Un travail sur un tel sujet est assurément celui d’un historien. En effet dans son travail, l’homme de l’art produit des recherches originales en rapportant des faits passés, en les catégorisant, puis en en proposant une interprétation équilibrée et justifiée par des sources.
Une présence de plus en plus encombrante au palais
L’autre question que l’on peut raisonnablement se poser, est de savoir comment Cheikh Oumar Diagne, en tant que collaborateur du président de la république, a-t-il pu ramer à contre-courant de l’action de son patron ? Il l’a non seulement contredit mais a aussi désavoué son action au passage, alors que lui s’est depuis quelques temps résolument inscrit dans une logique de réappropriation positive de notre mémoire collective et de nos symboles ? C’est un vrai coup de poignard qu’il a planté dans le dos de Diomaye Faye qui lui a fait confiance en le nommant et doit sans doute être bien dépité face à tout son travail mémoriel qui est en train d’être ruiné. Pour un collaborateur, COD est devenu bien encombrant, tant il semble avoir un permis de tout dire et de tout faire, tel un éléphant dans un magasin de porcelaine.
Même le Premier ministre Ousmane Sonko, lors de sa déclaration de politique générale de ce vendredi 27 décembre, a défendu la mémoire de ces soldats, saluant leur courage face à l'injustice, tout en déclarant avec fermeté que "le 1er décembre 1944, à Thiaroye, des hommes sénégalais, aux côtés de leurs frères africains, ont préféré mourir par dizaines plutôt que de subir l'injustice et le déshonneur".
Mais auparavant, la veille de la DPG, la sortie du porte-parole du gouvernement Moustapha Ndiek Sarré en total désaccord avec les propos de COD, a laissé poindre un sentiment de désolation, mais en même temps que de la prudence, demandant à demi-mot, le limogeage de celui-ci. « Rien n’empêche le président de la République de prendre des mesures pour sanctionner Cheikh Oumar Diagne. Le président est quelqu’un de très mesuré et de très posé. Quand il prend une décision, c’est une décision très réfléchie. Pour le moment, laissons-le », a-t-il soutenu, soulignant que la « décision de limoger le directeur des moyens généraux de la présidence dépendra du chef de l’Etat . Je ne saurais prendre une décision à sa place. Ce qui est sûr, c’est que je vous ai donné ma position à moi. Je suis en total déphasage avec ce que monsieur Cheikh Oumar Diagne a dit. Je considère que ces tirailleurs sont des héros de la Nation » relève-t-il.
Une sortie pour le moins incongrue qui laisse penser que les violons ne sont pas bien accordés au sommet de l’Etat. Il y a quelque part où la machine grince et qu’on ne nous dit pas.

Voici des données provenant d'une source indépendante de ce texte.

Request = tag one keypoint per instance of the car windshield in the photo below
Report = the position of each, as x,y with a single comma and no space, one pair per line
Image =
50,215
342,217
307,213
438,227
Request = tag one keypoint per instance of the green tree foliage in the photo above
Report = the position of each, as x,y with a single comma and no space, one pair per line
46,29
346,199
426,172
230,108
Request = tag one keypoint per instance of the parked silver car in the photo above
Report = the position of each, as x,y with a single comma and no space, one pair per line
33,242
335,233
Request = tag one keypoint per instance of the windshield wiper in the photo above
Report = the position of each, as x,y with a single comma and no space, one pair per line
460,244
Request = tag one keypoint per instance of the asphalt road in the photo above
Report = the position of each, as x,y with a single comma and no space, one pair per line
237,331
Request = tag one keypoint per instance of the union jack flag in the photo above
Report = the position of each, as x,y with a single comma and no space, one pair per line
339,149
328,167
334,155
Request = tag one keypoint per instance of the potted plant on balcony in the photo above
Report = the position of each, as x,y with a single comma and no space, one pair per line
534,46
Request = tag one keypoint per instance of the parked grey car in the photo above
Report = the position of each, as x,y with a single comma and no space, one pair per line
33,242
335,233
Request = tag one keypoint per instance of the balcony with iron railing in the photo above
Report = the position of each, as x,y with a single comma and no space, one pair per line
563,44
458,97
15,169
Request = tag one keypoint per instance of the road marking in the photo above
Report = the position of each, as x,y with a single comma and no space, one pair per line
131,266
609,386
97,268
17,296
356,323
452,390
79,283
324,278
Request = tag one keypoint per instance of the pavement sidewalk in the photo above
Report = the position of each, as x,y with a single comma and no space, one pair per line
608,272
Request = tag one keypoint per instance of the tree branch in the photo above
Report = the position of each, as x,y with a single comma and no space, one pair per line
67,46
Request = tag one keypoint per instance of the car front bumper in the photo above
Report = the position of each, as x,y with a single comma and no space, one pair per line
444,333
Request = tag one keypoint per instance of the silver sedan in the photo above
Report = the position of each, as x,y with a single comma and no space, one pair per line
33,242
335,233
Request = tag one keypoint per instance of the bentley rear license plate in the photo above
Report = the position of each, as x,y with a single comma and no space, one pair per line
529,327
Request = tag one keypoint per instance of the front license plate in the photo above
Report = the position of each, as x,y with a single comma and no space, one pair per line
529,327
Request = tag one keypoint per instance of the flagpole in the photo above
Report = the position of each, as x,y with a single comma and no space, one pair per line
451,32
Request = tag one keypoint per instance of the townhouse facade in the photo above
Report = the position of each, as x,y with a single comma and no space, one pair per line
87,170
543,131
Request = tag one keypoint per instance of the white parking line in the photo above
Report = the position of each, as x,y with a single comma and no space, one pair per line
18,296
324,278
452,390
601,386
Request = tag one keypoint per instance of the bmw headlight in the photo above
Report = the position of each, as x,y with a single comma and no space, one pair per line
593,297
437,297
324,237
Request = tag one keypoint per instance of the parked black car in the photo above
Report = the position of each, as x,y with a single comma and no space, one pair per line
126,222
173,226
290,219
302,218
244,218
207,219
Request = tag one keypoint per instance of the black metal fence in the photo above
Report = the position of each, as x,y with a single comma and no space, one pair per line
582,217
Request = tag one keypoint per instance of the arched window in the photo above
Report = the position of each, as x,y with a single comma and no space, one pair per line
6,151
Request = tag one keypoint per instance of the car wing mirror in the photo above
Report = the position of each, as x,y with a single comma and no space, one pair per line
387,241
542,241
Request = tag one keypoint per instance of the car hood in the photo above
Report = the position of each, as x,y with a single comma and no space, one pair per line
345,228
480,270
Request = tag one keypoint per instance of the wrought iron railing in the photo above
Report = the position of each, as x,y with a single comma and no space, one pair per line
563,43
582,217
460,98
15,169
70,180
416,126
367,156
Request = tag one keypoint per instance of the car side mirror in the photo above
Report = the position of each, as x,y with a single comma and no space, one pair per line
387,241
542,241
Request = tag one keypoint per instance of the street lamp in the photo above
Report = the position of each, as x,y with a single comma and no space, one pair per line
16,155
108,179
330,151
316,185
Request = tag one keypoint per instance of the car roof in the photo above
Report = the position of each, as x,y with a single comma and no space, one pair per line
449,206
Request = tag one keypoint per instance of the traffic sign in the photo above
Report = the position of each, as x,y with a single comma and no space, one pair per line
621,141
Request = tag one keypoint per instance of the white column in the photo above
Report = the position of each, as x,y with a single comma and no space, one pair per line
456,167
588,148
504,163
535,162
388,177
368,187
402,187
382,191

Ce n’est pas en effet la première fois que le président Diomaye Faye est victime de contestation voire de désaccord dans le cas de COD. La sortie du directeur général du Port autonome de Dakar, Waly Diouf Bodiang, celui de l’ARTP Dahirou Thiam, du député Guy Marius Sagna ainsi que la section Pastef de Grand Dakar sont là pour nous rappeler que ceux-là s’étaient offusqués de la nomination de Samba Ndiaye au poste de Président de conseil d’administration avec un Ousmane Sonko qui avait sauté sur la fronde et pour annoncer que des « mesures correctives seraient sans doute envisagées par le président de la République ». Une situation tellement embarrassante que ce dernier s’était senti obligé de se prononcer dans un discours à la nation, exhortant les militants à tourner la page. Le PR avait ainsi estimé que les erreurs du passé doivent être pardonnées et surpassées dans un esprit de réconciliation nationale.
COD a encore une fois de plus créé une polémique, après celle née de la prise en charge des hôtes de Touba et des secousses provoquées dans les foyers religieux.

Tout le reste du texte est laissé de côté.